The newer RFC 8881 specifying NFSv4.1 doesn’t change this behavior.
If you want to preserve all the consistency guarantees that NFS offers, then there is no way to bypass this requirement of synchronous writing.
If you look at the packet capture of an NFSv4 communication, you find fairly similar communication for WRITE, only here it is packaged into compound operations. Here too the client requests synchronous write semantics by requiring FILE_SYNC4 when stable.
Network File System, Ops(3): SEQUENCE, PUTFH, WRITE
[Program Version: 4]
[V4 Procedure: COMPOUND (1)]
Tag: write
minorversion: 1
Operations (count: 3): SEQUENCE, PUTFH, WRITE
Opcode: SEQUENCE (53)
Opcode: PUTFH (22)
Opcode: WRITE (38)
StateID
offset: 0
stable: FILE_SYNC4 (2)
Write length: 1024
Data: <DATA>
length: 1024
contents: <DATA>
[Main Opcode: WRITE (38)]
FILE_SYNC4 is defined as follows:
If stable is FILE_SYNC4, the server must commit the data written plus all file
system metadata to stable storage before returning results.

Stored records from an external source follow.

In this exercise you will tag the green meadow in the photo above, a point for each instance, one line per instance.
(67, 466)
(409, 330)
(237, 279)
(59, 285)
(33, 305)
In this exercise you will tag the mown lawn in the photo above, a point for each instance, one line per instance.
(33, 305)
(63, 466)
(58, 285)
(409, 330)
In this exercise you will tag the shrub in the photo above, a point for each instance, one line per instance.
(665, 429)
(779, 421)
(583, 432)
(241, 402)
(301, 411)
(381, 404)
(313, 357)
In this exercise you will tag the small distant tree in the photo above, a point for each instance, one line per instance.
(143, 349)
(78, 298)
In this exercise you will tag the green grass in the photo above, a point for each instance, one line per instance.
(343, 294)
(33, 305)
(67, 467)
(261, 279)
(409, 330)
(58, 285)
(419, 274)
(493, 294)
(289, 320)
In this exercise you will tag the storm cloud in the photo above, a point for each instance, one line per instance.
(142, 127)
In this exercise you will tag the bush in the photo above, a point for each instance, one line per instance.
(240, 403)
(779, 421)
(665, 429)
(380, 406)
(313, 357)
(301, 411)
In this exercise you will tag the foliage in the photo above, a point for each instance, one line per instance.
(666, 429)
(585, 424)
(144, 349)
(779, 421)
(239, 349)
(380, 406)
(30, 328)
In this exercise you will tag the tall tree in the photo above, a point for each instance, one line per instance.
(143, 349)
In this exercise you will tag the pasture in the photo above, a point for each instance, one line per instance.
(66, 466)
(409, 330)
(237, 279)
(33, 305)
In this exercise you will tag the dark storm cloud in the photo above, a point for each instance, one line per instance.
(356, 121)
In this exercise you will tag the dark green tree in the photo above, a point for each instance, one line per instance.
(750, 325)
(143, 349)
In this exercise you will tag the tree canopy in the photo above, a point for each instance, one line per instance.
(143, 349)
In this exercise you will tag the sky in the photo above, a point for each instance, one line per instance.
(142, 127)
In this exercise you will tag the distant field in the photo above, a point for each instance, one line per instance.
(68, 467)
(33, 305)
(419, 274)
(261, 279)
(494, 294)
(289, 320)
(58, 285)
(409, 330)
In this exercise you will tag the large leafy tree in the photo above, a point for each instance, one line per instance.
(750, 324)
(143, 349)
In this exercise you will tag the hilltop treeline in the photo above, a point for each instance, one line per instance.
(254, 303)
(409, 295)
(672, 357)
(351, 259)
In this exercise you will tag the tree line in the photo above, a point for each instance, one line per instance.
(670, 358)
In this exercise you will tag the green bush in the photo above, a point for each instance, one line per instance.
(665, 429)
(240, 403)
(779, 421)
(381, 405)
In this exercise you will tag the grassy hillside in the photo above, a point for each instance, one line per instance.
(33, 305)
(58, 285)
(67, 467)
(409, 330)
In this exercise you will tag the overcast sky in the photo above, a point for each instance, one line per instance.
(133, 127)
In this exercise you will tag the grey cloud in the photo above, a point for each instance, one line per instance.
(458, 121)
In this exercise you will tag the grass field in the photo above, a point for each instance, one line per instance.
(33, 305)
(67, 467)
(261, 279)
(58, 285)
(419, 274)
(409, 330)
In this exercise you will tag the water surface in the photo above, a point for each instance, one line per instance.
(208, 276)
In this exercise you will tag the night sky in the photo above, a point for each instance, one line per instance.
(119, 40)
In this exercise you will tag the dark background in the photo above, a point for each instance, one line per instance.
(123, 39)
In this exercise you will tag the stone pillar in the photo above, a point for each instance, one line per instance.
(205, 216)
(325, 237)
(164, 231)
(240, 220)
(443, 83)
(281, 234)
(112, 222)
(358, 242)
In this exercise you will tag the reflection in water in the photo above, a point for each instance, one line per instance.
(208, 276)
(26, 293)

That said, progress in storage technology alleviates the problem from a different vector: If the storage itself has very low write latencies (like solid state disk), the situation is still the same, however the impact of those synchronous write operations is much smaller. However, depending on the size of your storage and your budget constraints this may not be an option. And that’s the point where using write-accelerating SSDs in ZFS gives you the opportunity to provide large storage spaces on hard disks and still solve the latency problem where it matters most.
Different solutions
Of course there are other options to accelerate things. However, they either work by parallelizing the job (e.g. multiple tarballs), weaken the durability contract, or take NFS out of the equation.
Parallelization doesn’t change the behavior of NFS, however it breaks the rigid sequentiality by having multiple streams of rigid sequentiality.

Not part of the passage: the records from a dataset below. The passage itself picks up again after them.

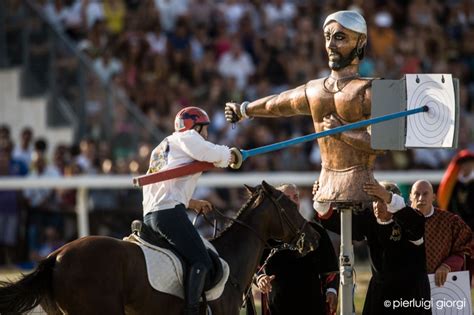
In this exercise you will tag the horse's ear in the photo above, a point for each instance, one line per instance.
(250, 189)
(267, 186)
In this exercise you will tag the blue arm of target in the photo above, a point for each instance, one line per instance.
(283, 144)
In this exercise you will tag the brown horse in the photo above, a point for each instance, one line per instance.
(102, 275)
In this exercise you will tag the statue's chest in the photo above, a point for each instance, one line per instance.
(348, 106)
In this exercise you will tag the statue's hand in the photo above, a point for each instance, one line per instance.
(331, 122)
(232, 112)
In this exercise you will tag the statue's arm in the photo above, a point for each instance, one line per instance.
(360, 139)
(288, 103)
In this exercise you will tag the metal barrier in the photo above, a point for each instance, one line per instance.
(84, 183)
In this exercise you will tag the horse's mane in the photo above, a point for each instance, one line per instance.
(250, 201)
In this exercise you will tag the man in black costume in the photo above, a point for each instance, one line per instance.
(394, 234)
(301, 285)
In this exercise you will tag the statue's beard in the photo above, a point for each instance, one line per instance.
(344, 61)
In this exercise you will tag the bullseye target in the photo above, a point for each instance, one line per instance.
(434, 128)
(453, 297)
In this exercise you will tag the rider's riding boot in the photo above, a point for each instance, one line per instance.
(193, 288)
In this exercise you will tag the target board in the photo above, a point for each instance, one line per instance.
(454, 297)
(436, 128)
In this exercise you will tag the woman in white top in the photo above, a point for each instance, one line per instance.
(165, 203)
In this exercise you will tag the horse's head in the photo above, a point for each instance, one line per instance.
(285, 221)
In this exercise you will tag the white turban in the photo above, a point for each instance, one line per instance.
(351, 20)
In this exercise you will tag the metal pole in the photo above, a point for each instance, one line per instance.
(82, 212)
(346, 262)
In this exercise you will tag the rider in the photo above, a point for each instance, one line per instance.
(165, 203)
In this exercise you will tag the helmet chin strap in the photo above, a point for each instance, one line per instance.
(198, 128)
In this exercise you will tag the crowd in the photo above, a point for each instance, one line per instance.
(166, 55)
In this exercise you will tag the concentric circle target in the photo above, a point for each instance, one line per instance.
(430, 128)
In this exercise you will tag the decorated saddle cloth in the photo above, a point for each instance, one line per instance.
(166, 273)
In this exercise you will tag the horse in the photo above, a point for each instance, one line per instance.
(103, 275)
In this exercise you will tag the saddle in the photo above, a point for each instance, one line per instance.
(166, 267)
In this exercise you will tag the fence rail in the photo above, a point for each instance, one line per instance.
(84, 183)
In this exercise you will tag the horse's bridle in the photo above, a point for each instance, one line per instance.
(297, 243)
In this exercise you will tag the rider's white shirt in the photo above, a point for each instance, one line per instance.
(177, 149)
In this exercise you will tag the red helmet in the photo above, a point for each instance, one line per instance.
(189, 117)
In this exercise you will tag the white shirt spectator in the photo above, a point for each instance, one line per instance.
(107, 68)
(157, 42)
(233, 11)
(94, 12)
(279, 11)
(237, 64)
(170, 10)
(23, 155)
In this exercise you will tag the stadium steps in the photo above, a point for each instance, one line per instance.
(18, 112)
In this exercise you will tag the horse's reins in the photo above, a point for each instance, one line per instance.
(296, 244)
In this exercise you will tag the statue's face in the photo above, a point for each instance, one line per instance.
(341, 45)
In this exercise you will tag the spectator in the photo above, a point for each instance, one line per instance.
(24, 150)
(236, 64)
(447, 237)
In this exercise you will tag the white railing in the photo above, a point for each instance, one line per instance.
(84, 183)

For example you could set the sync=disabled property of ZFS. This accelerates the workload, but in case of a server crash you can lose the last 5–10 seconds of writes (depending on the ZFS transaction group window). NFS hasn’t changed — the server is effectively acknowledging “stable” operations before the data is actually on non-volatile storage.

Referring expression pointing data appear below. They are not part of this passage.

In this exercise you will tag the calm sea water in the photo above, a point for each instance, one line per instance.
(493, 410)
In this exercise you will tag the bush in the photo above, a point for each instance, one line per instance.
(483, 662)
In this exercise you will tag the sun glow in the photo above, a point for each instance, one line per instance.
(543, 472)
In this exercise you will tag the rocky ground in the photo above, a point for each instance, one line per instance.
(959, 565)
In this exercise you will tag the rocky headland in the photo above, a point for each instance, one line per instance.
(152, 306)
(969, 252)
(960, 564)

Another solution could be unpacking the tarball on a system with local access to the target filesystem. The unpacking is then local and thus very fast. Since tar typically does not enforce synchronous writes, you get a largely buffered/asynchronous write stream. This is an option if you have shell access; it is often not feasible on storage appliances. And keep in mind: this works precisely because you are circumventing NFS altogether.